Georgia couples might reach an impasse when one spouse wants to undertake estate planning and the other does not. In the absence of that spouse’s cooperation, a person can still take steps to inventory assets that are held jointly and individually. Knowing what a spouse’s assets are and how to access them might be important if that spouse dies and the other spouse becomes the estate’s administrator.
People may still be able to do some limited estate planning without their spouse. They can prepare documents that appoint someone to handle financial and health matters in case they become incapacitated. They can also create a will and a trust for assets that belong solely to them. However, someone who is not a spouse cannot be named as a beneficiary on a retirement account unless that spouse gives permission. This means that people will need cooperation from their spouse if they want to name children from a previous marriage as beneficiaries on such an account.
Demonstrating these limitations may help persuade them to participate in estate planning. If the reluctant spouse understands that the law dictates that assets may be distributed in a way that they are not happy with, they might be more inclined to work on an estate plan.

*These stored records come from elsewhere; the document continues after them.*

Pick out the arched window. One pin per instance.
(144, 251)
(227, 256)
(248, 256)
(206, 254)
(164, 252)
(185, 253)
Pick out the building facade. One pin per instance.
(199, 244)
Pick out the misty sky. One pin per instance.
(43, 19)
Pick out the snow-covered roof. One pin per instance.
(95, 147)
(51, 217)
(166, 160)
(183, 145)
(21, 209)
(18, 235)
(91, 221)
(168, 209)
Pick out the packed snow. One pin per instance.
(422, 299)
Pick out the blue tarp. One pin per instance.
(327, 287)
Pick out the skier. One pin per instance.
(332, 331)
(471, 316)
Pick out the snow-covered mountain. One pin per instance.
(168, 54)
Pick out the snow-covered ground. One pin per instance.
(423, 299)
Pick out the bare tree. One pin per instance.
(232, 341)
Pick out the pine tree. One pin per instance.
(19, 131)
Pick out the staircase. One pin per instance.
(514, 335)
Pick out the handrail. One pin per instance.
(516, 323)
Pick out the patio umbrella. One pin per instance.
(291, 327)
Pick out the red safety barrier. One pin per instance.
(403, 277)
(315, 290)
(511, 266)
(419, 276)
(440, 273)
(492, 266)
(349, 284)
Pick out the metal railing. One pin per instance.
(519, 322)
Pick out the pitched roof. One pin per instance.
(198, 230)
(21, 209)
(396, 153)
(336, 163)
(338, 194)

It is not unusual for individuals to be reluctant to tackle estate planning or for family members to prefer to not discuss the subject, but estate planning can be critical to making sure one’s wishes are carried out. Furthermore, communication can also be important because it can help prepare family members for what is in the estate plan and why. An attorney may be able to review the many estate planning options that are available including the different uses of trusts.